The Winter issue of Poetry News is one to warm the cockles of your heart.
We report on our involvement in the Trafalgar Square Christmas Tree lighting-up ceremony, where three London schoolchildren read Joseph Coelho’s specially commissioned poem (now surrounding the base of the Tree on a vibrant banner until 3 January 2019). We share glowing recommendations of poetry book gifts from Poetry News contributors, and Fiona Bennett explains the philosophy of approaching poems as friends, which underpins the activities of The Poetry Exchange. Amy Key sweeps us up into the vivid world of Kate Bush, who has just published a book of her (remarkably poetic) lyrics.
Rachel Boast invites us into worlds of ‘The Abstract Space’, introducing the winners of this quarter’s members’ poems competition, inspired by the work of W.S. Graham. The new members’ poems competition features an innovation for Poetry News – we’re asking you to take inspiration from a wordcloud generated from the most common words in the forty winning poems over the history of the National Poetry Competition. The judges send word of their excitement about judging the NPC this year, and we publish details of a glittering event to celebrate the Competition’s fortieth anniversary: a treasure trove of readers at a special event in London on 20 March 2019.

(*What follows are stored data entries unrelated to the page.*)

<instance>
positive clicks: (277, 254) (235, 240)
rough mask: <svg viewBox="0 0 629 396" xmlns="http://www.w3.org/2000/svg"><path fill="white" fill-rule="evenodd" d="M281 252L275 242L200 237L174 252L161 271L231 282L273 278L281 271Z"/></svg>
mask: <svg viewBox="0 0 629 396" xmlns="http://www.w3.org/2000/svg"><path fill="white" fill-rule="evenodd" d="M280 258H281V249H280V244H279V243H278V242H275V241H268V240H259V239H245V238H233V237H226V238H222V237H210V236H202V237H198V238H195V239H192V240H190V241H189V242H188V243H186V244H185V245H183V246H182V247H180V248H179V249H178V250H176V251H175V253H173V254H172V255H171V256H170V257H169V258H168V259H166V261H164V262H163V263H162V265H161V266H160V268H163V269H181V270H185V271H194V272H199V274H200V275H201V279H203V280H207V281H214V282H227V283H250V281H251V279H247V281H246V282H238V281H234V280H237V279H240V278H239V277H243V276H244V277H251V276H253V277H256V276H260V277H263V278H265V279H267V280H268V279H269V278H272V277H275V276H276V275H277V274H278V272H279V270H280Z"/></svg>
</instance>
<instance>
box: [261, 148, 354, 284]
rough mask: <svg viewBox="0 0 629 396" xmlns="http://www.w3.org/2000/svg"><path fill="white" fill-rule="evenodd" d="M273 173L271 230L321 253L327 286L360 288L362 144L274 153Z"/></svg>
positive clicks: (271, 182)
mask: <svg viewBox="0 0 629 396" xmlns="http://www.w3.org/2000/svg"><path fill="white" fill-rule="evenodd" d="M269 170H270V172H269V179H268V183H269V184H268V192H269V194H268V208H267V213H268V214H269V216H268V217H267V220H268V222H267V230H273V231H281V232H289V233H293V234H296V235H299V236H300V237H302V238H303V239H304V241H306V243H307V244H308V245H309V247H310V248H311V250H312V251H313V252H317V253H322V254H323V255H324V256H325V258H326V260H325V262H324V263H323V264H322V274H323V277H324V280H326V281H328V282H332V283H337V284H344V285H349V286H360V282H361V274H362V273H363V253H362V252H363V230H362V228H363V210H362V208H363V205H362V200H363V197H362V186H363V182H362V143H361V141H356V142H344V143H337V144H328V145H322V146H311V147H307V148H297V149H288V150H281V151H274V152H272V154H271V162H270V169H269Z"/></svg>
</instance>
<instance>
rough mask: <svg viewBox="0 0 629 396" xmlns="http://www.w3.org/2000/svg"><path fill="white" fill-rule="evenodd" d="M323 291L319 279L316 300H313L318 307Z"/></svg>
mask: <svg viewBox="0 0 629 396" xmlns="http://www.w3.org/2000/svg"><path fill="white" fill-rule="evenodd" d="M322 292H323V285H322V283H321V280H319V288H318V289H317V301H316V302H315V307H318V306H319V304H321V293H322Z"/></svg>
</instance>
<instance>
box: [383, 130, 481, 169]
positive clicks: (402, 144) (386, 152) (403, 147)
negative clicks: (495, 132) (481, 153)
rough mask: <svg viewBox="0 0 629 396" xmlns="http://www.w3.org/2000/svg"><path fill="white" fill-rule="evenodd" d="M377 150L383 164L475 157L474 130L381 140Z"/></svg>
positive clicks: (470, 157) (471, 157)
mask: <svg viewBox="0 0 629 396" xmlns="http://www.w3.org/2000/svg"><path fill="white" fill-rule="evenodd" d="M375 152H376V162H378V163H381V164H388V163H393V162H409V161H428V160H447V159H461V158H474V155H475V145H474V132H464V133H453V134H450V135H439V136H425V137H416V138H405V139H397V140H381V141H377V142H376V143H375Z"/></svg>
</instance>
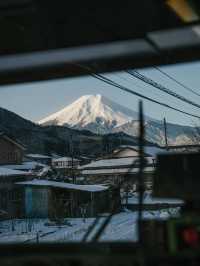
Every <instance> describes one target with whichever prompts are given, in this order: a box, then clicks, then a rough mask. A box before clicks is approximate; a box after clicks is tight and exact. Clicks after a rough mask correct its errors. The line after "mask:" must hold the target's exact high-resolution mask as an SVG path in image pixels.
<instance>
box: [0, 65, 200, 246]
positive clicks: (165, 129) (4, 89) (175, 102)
mask: <svg viewBox="0 0 200 266" xmlns="http://www.w3.org/2000/svg"><path fill="white" fill-rule="evenodd" d="M198 72H199V63H195V64H184V65H172V66H165V67H156V68H149V69H138V70H129V71H123V72H115V73H109V74H108V73H106V74H105V73H104V74H100V75H99V74H97V76H96V77H95V76H86V77H81V78H69V79H62V80H56V81H55V80H54V81H46V82H38V83H29V84H28V83H27V84H23V85H22V84H20V85H15V86H5V87H2V88H1V90H0V106H1V107H0V235H1V237H0V242H1V243H13V242H17V243H27V244H28V243H44V242H71V241H82V240H84V241H90V240H94V239H97V240H100V241H134V242H135V241H137V239H138V233H137V229H138V227H137V221H138V210H139V192H140V189H139V188H140V186H139V185H140V180H139V179H138V176H139V175H138V173H139V169H140V163H141V161H140V159H141V158H140V149H139V138H138V137H139V124H140V121H139V116H138V101H139V99H142V100H143V106H144V120H145V122H144V125H145V141H144V167H143V171H142V179H143V188H144V192H143V197H142V201H143V202H142V204H143V206H142V208H143V212H142V214H143V215H142V216H143V219H145V221H147V220H155V221H165V220H167V219H169V218H170V217H177V216H178V215H179V213H180V210H181V208H182V206H183V204H184V202H183V200H184V199H172V198H170V199H168V198H163V197H160V198H156V197H154V195H153V191H154V176H155V174H156V169H157V155H158V154H170V153H171V152H174V151H175V152H188V151H192V152H196V151H198V149H199V143H200V134H199V132H200V130H199V116H198V114H199V112H198V111H199V110H198V108H200V105H199V104H198V103H199V98H200V92H199V91H198V89H197V88H198V85H199V81H200V80H199V73H198ZM186 74H187V75H186ZM108 81H109V82H108ZM126 89H129V90H131V91H132V92H131V93H128V92H127V91H126ZM164 119H165V123H164ZM169 167H170V166H169ZM159 178H160V179H162V176H160V177H159ZM169 180H170V178H169ZM161 181H162V180H161ZM161 181H160V182H161ZM156 184H157V185H159V182H156ZM168 188H169V189H173V187H171V186H170V183H169V184H168ZM105 223H106V226H105V228H104V230H103V232H100V231H101V228H102V226H104V225H105ZM147 231H148V230H147Z"/></svg>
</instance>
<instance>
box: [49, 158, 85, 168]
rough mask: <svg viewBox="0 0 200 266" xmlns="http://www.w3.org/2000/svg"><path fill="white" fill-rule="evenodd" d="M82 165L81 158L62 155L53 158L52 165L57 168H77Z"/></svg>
mask: <svg viewBox="0 0 200 266" xmlns="http://www.w3.org/2000/svg"><path fill="white" fill-rule="evenodd" d="M79 165H80V160H78V159H76V158H72V157H60V158H57V159H53V160H52V166H53V167H55V168H57V169H62V168H65V169H70V168H72V167H74V168H77V167H78V166H79Z"/></svg>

We look to the future with upcoming poetry festivals and a forthcoming exhibition in The Poetry Café celebrating the work of Canal Laureate Nancy Campbell and waterway enthusiast Robert Powell. We also ask you to submit your recommendations for the Ted Hughes Award, in time for the 7 January 2019 deadline.

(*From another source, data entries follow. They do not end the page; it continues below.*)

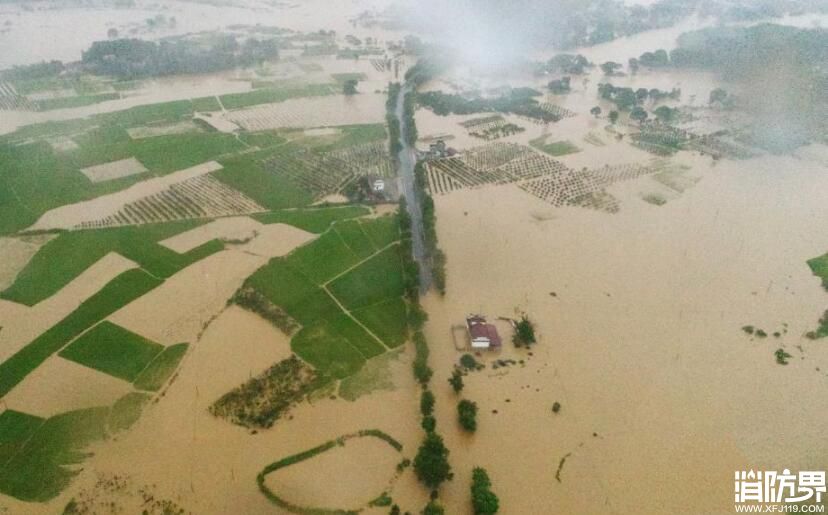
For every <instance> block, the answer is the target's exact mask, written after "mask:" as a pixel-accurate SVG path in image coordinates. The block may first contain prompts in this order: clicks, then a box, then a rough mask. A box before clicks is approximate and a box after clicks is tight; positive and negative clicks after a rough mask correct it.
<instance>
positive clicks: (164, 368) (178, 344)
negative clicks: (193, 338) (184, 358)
mask: <svg viewBox="0 0 828 515" xmlns="http://www.w3.org/2000/svg"><path fill="white" fill-rule="evenodd" d="M188 347H189V346H188V345H187V344H186V343H177V344H175V345H170V346H169V347H167V348H166V349H164V351H163V352H162V353H161V354H159V355H158V356H156V357H155V359H154V360H152V362H151V363H150V364H149V365H147V368H145V369H144V371H143V372H141V374H140V375H139V376H138V378H137V379H135V388H138V389H139V390H147V391H151V392H157V391H158V390H160V389H161V387H163V386H164V385H165V384H166V383H167V380H169V378H170V376H172V374H173V372H175V370H176V369H177V368H178V364H179V363H180V362H181V358H183V357H184V354H186V353H187V348H188Z"/></svg>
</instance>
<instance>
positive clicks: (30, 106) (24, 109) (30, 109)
mask: <svg viewBox="0 0 828 515" xmlns="http://www.w3.org/2000/svg"><path fill="white" fill-rule="evenodd" d="M36 110H37V106H36V105H35V104H34V102H32V101H30V100H29V99H28V98H26V97H24V96H23V95H20V94H18V93H17V90H16V89H14V86H13V85H12V84H10V83H8V82H0V111H36Z"/></svg>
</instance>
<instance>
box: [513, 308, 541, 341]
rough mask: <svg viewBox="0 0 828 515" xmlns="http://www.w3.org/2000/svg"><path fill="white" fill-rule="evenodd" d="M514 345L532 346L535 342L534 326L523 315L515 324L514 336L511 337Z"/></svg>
mask: <svg viewBox="0 0 828 515" xmlns="http://www.w3.org/2000/svg"><path fill="white" fill-rule="evenodd" d="M513 341H514V343H515V345H517V346H518V347H520V346H521V345H527V346H529V345H532V344H533V343H535V342H536V341H537V340H536V339H535V326H534V325H533V324H532V322H531V321H530V320H529V317H528V316H526V315H523V316H522V317H520V320H518V321H517V324H515V335H514V337H513Z"/></svg>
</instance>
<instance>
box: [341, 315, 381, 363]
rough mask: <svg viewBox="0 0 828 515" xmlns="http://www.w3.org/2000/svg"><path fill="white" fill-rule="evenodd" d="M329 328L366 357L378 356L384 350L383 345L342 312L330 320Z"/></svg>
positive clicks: (352, 319)
mask: <svg viewBox="0 0 828 515" xmlns="http://www.w3.org/2000/svg"><path fill="white" fill-rule="evenodd" d="M330 328H331V330H332V331H333V332H335V333H338V334H341V335H342V336H344V337H345V338H346V339H347V340H348V343H350V344H351V345H352V346H353V347H354V348H355V349H356V350H358V351H359V353H360V354H362V355H363V356H364V357H365V358H366V359H367V358H373V357H374V356H379V355H380V354H382V353H383V352H385V350H386V349H385V347H383V346H382V344H380V342H378V341H377V340H376V338H374V337H373V336H371V335H370V334H368V333H367V332H366V331H365V329H363V328H362V326H360V325H359V324H357V323H356V322H354V320H353V319H352V318H351V317H349V316H348V315H346V314H345V313H342V314H341V315H339V316H338V317H336V318H334V319H333V320H331V321H330Z"/></svg>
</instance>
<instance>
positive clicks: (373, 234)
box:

Our Young Poetry News pages fly the flag for the hugely talented young poets we work with, through our spoken word programme, digital platform Young Poets Network and the Foyle Young Poet of the Year Award, which is celebrating its twentieth birthday with a rich range of readings, recordings and tributes.
Stanza Poetry Competition-winner Richard Westcott takes us behind the scenes of his striking poem ‘A Traditional Cure’ and Ted Hughes-nominated Antony Owen explores his role as a peace poet in Coventry, a city recognised internationally as a place of peace and reconciliation. We point readers towards our contributions in the extraordinary atlas of worldwide contemporary poetry, Poetry International Web. And as ever, we tell of our Stanzas’ exciting activities, publish our members’ extraordinary successes, and share what we’ve done, seen and heard poetry-wise over the past few months.